Kscope17 Conference Analytics Part 1: Hardware
This year, Red Pill Analytics is the Analytics Sponsor at ODTUG Kscope17. Our company motto is #challengeeverything – so we knew we wanted to do something different and unexpected while at the conference.
What we eventually landed on was creating Analytics Stations using IoT technologies to show how an old school object, like a rotary phone, can be repurposed and turned into an interactive device.
Part 1 focuses on hardware.
Part 2 focuses on software.
Kscope17 also used beacon technology to analyze conference attendee activities. Red Pill Analytics pulled that information through a REST API and told the story of Kscope17 using Oracle Data Visualization. This will be explained in Part 3, coming soon!

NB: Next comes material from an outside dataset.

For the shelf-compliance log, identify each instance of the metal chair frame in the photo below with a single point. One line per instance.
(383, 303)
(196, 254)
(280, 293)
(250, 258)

Step 1 was to take apart the Cortelco touch tone phone (available on Amazon for ~$20 at time of writing) and see what the internals looked like and figure out how we could tap into the numberpad and telephone hook switch. Taking the phone apart was as simple as undoing three philips head screws that were holding the plastic molded top in place and revealing several phone jacks/wires, a bell, the number pad, a hook switch, and a single small circuit board acting as the phones intelligence. Next step was to simply unscrew circuit boards and remove unneeded components such as the bell, main circuit board, and unused telephone jacks… leaving the desired components, namely: the number pad, the side phone jack (that runs to the headset), and the vertical mount circuit board that contains the hook switch. See the images below:
Next is preparing the Raspberry Pi 3 which will be acting as the brain behind this embedded device (there is a software component to this and if that interests you, please visit part 2 where we will discussing setting up Raspbian Linux, interfacing with hardware from high level software, and configuring high level display and data code etc.) but for sake of this hardware write-up we will assume the Raspberry Pi software is already configured and will only focus on wiring/mounting of components etc. Namely amongst these mounting consideration is keeping the Raspberry Pi off the metal base of the phone as this would short out the device due to the exposed solder on the bottom of the Pi.
3D printing Pi enclosure
The solution to this was to simply 3D print a plastic case for the Pi so that it could still be mounted firmly inside the phone easily and be fully accessible for wiring etc. See pictures below of the print in progress and how it looks once finished and mounted inside of the phone.
With the Pi securely mounted in place in it’s plastic enclosure, the next step was to begin wiring the number pad, headset audio jack, and hook switch to dupont wires so they could easily be connected to the Pi’s 40 pin GPIO header. I simply stripped the wires, twisted them together, soldered them as needed, and applied a liquid electrical tape to each joint to prevent electrical shorts between wires. Lastly I simply plugged the female end of the dupont cables I used into the respective male header pins on the Pi. See below for pictures of the soldering process.
With all of the wiring in place, and components mounted the last thing to do was to attach a micro USB cable and an HDMI cable and put the black phone top back on and plug in the handset phone line. You can see a completed picture below!